At the moment, the US State Department has assigned Mexico with a Level 3 Travel Advisory due to the high level of Covid cases. They recommend that you only travel to Mexico after being vaccinated and have urged US citizens to currently reconsider traveling there.
And if that wasn’t enough, you also have to consider the high amount of toxic and dangerous animals in Mexico. Some of these, like the Fer-de-lance snake, is also considered to be one of the most dangerous animals in the world. Best follow traveling advice on how to avoid these animals.

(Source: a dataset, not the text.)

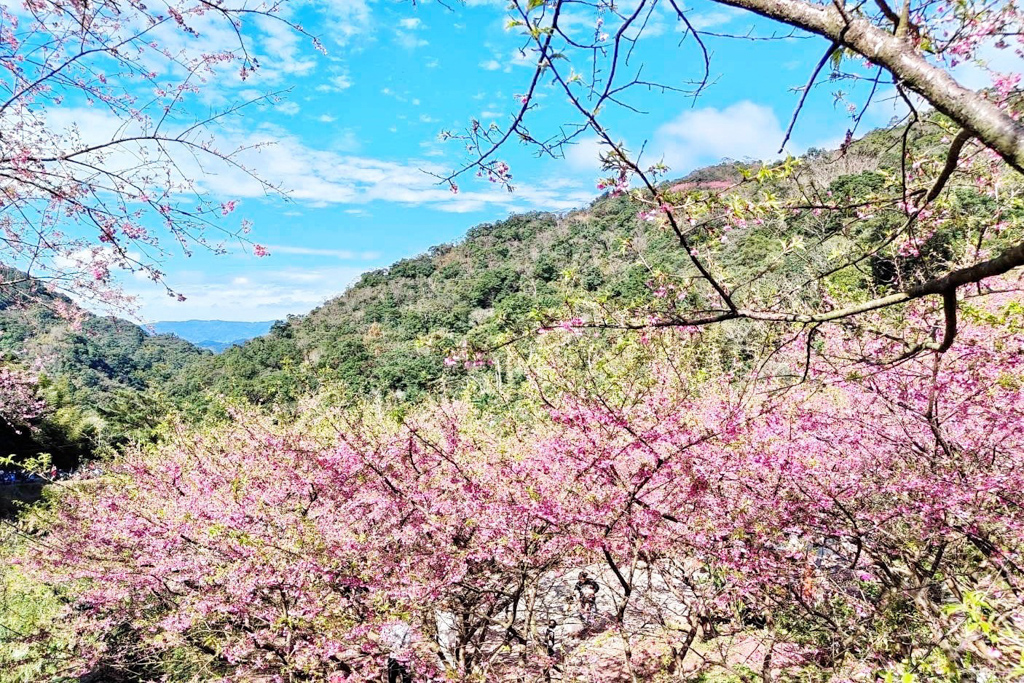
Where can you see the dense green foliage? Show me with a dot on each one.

What is the safest place in Mexico?
The coastal town of Tulum is quite possibly the safest place in Mexico. Less touristy than the other resort towns in the Yucatan Peninsula, this town offers great historical structure and is mostly known for its well-preserved Mayan city wall ruins.
Its spectacular coastline featuring azure waters and soft sandy beaches is another great reason for choosing this safe Mexican destination. And to top that, it offers some great cavern and cave diving as well as plenty of hotels and restaurants for every budget. The US State Department has reported that there are no restrictions on traveling to Tulum.
You can also consider a trip to Nogales, Mexico, as long as you take every caution and never travel alone.
Just bear in mind that even when traveling to one of the safest places in Mexico, bad things can always still happen. Regardless of where you go in this country, it’s best to follow good common sense. This means leaving your valuables at home, always getting a taxi after dark and only drinking in moderation.